5.2.2014
par Philippe Euzen
La sénatrice Esther Benbassa a déposé, le 28 janvier au Sénat, une proposition de loi « visant à autoriser l’usage contrôlé du cannabis ». Elle est aussi très active sur d’autres sujets de société tels que la procréation médicalement assistée (PMA), le mariage pour tous ou l’égalité hommes-femmes.
Vous avez déposé une proposition de loi afin de dépénaliser le cannabis. Pourquoi ?
Esther Benbassa : Nous avons déposé une proposition de loi dont le but est d’autoriser l’usage contrôlé du cannabis, ce qui inclut la dépénalisation. En France, nous avons la législation la plus répressive contre l’usage du cannabis mais nous avons beaucoup de consommateurs. C’est un problème.
Des pays qui ont dépénalisé, en Europe ou dans certains états des Etats-Unis, ne connaissent pas une telle montée en flèche de la consommation.

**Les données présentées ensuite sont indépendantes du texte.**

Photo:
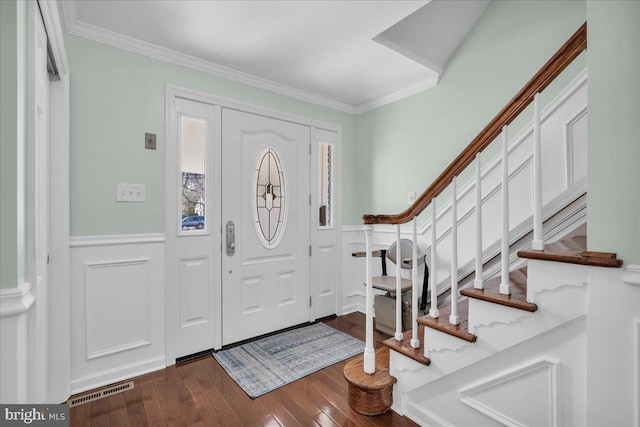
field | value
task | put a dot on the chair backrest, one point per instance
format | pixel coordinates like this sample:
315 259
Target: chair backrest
406 252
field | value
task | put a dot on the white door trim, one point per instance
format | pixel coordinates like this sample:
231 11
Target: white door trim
57 386
175 92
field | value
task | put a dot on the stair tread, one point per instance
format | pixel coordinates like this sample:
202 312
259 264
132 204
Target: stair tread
517 286
572 250
405 348
442 322
354 372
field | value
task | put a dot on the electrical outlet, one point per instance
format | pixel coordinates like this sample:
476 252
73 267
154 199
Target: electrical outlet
150 141
411 198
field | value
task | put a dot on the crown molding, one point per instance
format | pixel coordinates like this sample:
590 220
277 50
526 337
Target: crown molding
101 35
91 32
396 96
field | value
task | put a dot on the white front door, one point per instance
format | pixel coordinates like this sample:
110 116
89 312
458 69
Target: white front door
265 219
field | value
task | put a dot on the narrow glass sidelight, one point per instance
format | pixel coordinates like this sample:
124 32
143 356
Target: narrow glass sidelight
193 179
270 199
325 210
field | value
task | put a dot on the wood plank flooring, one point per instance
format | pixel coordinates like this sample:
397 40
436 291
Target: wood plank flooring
200 393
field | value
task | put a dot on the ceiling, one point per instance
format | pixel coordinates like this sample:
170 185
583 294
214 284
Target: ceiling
348 55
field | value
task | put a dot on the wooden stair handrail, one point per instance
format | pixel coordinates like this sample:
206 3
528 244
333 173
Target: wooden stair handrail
549 71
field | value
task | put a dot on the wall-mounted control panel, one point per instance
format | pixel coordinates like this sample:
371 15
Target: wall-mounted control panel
130 192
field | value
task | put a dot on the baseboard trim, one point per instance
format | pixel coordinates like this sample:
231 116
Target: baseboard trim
116 239
424 417
632 275
118 374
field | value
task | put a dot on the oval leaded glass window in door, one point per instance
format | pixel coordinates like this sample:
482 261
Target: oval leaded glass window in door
270 199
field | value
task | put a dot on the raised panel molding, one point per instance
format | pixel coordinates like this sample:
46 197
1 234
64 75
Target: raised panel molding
194 290
527 395
326 282
287 288
116 299
253 294
16 301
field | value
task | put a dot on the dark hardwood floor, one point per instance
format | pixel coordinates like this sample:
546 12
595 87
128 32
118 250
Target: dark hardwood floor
200 393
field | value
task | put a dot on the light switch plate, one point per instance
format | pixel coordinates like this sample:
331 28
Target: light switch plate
150 141
131 192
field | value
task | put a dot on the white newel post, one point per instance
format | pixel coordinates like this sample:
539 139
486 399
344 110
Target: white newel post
398 335
537 243
433 311
504 261
369 352
478 282
415 342
453 318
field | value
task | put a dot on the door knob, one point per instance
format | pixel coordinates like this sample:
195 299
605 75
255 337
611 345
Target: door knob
231 238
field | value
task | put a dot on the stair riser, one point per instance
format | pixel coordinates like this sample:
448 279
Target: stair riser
449 354
487 313
548 276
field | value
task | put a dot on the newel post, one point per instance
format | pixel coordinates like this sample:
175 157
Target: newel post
369 352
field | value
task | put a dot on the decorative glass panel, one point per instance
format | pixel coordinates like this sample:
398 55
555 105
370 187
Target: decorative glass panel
192 137
270 199
325 217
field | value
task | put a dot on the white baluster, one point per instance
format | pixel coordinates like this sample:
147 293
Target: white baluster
415 342
453 318
369 352
504 281
433 311
478 283
537 242
398 334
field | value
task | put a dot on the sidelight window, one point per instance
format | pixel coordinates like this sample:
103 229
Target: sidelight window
193 179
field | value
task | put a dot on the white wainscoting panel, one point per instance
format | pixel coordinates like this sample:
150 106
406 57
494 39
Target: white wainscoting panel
15 305
117 308
564 157
286 288
540 382
507 398
326 273
194 291
112 289
253 294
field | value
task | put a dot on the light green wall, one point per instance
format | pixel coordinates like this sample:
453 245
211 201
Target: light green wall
13 143
407 144
117 96
614 128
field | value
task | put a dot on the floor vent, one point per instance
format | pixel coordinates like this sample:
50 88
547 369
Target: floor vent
90 397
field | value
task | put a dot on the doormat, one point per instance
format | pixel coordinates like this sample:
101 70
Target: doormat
269 363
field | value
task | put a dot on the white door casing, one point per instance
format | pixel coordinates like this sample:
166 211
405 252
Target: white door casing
265 283
38 206
325 261
192 256
290 266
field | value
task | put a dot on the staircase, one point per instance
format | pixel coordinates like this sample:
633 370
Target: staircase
497 319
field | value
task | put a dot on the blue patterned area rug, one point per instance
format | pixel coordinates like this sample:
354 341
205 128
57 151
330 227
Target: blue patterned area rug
269 363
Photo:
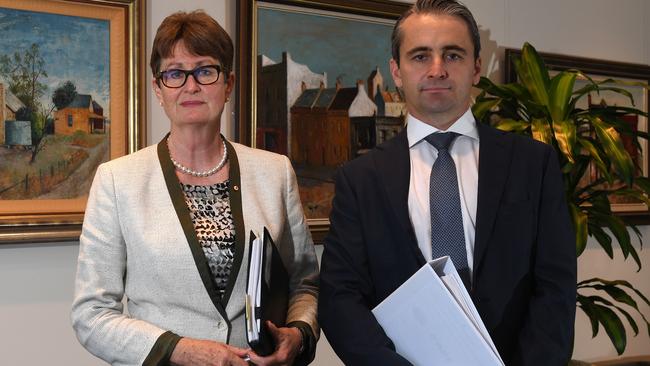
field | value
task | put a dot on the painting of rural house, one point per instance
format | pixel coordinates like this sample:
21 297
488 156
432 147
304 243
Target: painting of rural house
322 121
82 114
282 85
54 88
12 132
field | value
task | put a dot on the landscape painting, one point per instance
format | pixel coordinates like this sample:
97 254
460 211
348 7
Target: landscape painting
324 94
55 116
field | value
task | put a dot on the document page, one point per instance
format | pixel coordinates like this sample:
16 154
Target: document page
253 290
429 326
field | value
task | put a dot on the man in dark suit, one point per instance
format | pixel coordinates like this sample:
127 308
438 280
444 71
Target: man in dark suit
517 244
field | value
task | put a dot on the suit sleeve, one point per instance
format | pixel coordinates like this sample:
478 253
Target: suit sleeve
547 334
346 287
301 257
97 309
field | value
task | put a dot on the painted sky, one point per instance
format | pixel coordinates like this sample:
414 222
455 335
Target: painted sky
73 48
341 47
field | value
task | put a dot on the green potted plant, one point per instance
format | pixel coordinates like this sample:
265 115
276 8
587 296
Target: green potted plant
586 140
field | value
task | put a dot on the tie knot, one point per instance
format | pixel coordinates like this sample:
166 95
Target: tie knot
441 140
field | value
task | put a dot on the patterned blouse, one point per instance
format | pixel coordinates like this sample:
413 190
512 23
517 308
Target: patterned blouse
215 229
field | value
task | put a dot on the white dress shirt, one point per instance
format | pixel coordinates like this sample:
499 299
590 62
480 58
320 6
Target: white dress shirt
464 151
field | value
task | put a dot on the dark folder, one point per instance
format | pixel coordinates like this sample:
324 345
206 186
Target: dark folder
267 273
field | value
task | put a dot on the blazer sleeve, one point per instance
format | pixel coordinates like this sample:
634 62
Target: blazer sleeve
346 287
303 269
547 335
97 310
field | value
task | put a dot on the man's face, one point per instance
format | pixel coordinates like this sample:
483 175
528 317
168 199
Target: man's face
437 68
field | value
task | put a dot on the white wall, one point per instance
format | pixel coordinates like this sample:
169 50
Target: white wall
36 279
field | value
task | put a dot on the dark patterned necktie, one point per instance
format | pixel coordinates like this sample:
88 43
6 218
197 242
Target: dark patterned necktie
447 234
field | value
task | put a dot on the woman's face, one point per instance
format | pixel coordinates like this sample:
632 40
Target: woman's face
192 103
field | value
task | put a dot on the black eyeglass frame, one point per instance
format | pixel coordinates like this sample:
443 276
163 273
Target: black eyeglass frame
186 73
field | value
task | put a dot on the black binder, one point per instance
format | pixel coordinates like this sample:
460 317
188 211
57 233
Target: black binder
274 295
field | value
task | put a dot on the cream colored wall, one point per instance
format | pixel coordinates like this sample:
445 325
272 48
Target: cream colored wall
36 279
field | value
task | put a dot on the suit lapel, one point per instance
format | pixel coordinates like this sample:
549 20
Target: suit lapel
183 214
494 164
394 168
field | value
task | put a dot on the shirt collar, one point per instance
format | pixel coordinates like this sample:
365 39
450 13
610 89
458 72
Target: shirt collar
417 130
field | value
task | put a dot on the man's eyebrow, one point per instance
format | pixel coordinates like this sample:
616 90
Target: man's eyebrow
418 49
451 47
455 47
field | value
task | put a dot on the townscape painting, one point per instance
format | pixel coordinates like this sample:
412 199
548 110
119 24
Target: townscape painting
323 90
68 88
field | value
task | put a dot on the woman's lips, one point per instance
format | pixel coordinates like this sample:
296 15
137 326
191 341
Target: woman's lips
191 103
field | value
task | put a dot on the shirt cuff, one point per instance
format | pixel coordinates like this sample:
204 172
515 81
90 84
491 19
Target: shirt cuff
308 351
162 350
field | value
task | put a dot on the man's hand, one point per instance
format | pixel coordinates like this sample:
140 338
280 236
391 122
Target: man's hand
199 352
287 345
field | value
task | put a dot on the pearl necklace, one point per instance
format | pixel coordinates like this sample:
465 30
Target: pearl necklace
205 173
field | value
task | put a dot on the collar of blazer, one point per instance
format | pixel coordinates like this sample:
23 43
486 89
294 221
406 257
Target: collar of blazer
183 213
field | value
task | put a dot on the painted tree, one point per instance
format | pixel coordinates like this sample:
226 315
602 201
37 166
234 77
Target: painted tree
64 94
24 73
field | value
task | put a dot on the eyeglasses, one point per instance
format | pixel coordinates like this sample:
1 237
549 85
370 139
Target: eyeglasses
176 78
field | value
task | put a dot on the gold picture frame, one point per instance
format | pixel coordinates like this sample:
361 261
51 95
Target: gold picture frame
59 219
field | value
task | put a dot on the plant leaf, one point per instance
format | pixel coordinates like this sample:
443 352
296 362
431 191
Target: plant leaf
588 308
560 93
541 131
508 124
533 74
613 147
481 107
595 154
565 135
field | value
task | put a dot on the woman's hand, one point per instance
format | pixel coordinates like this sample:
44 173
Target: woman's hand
201 352
287 345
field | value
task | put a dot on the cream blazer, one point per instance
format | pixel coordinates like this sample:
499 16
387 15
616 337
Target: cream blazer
138 244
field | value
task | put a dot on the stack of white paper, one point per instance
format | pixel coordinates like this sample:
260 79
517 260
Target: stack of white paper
254 289
432 321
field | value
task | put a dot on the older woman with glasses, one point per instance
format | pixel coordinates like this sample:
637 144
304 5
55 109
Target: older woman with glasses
167 228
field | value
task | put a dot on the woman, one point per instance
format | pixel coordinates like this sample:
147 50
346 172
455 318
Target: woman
168 226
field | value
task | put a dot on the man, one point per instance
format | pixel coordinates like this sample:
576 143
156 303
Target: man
517 253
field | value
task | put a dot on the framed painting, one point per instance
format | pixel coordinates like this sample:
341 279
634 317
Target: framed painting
71 97
636 211
314 84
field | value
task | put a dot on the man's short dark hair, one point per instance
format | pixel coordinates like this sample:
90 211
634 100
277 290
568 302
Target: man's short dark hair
437 7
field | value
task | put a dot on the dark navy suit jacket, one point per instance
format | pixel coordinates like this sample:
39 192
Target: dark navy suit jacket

Si nous nous organisons pour contrôler la culture du cannabis, les licences, la qualité, les quantités produites, etc., nous tirerons des gains que nous pourrons utiliser pour faire de la prévention dans les écoles, sur les emballages…
Pour l’instant, le sujet étant tabou, nous ne faisons pas de prévention. Il y a 2 millions de jeunes qui fument et 60 % de personnes qui déclarent avoir déjà goûté du cannabis. Nous devons donc prendre les choses en main avec pragmatisme.
Pensez-vous qu’après les manifestations qui ont conduit le gouvernement à céder sur la loi famille, une autre loi de société comme celle-là pourrait passer ?
Il n’y a pas de bon moment pour faire des lois sociétales. A ma grande surprise, le sujet a été très bien accueilli par les médias. De plus, l’objectif est de sensibiliser la société à cette question. Nous ne parlons pas de distribution gratuite. Ce n’est pas parce que l’alcool et les cigarettes sont en vente libre que tout le monde boit et fume. Si nous arrivons doucement à sensibiliser la société, à défaire les croyances infondées, nous pourrons peut-être y arriver.
Que pensez-vous de la décision du gouvernement de reporter l’examen du projet de loi famille ?
C’est plus qu’une reculade, c’est une abdication. Ce sont un peu les adieux à la loi famille. J’en suis vraiment désolée. Politiquement c’est un très mauvais signal de céder devant 80 000 personnes. En circonscription, les gens se demandent comment on peut faire confiance à un gouvernement qui baisse les bras aussi facilement.
J’estime que les propos du ministre de l’intérieur, Manuel Valls, étaient antidémocratiques. En affirmant qu’il n’y aurait pas d’amendements déposés sur la PMA ou la GPA, il a pris la place du Parlement. Après avoir entendu cela, nous avons fait une croix sur la loi famille. Il s’agissait de réformes comme le statut du beau-parent que tout le monde attendait.
Je vais donc déposer un texte au nom des Verts du Sénat, très probablement mercredi prochain [le 12 février], pour que la PMA soit accessible à tous les couples, ainsi qu’aux femmes seules. Les écolos se réuniront mardi pour discuter des détails et construire le texte.
Avez-vous eu des discussions avec les parlementaires socialistes à ce sujet ?
Non, nous n’avons pas pu en discuter avec nos collègues socialistes. Ils ont peur. Ils sont passés à autre chose et s’affairent sur d’autres thématiques.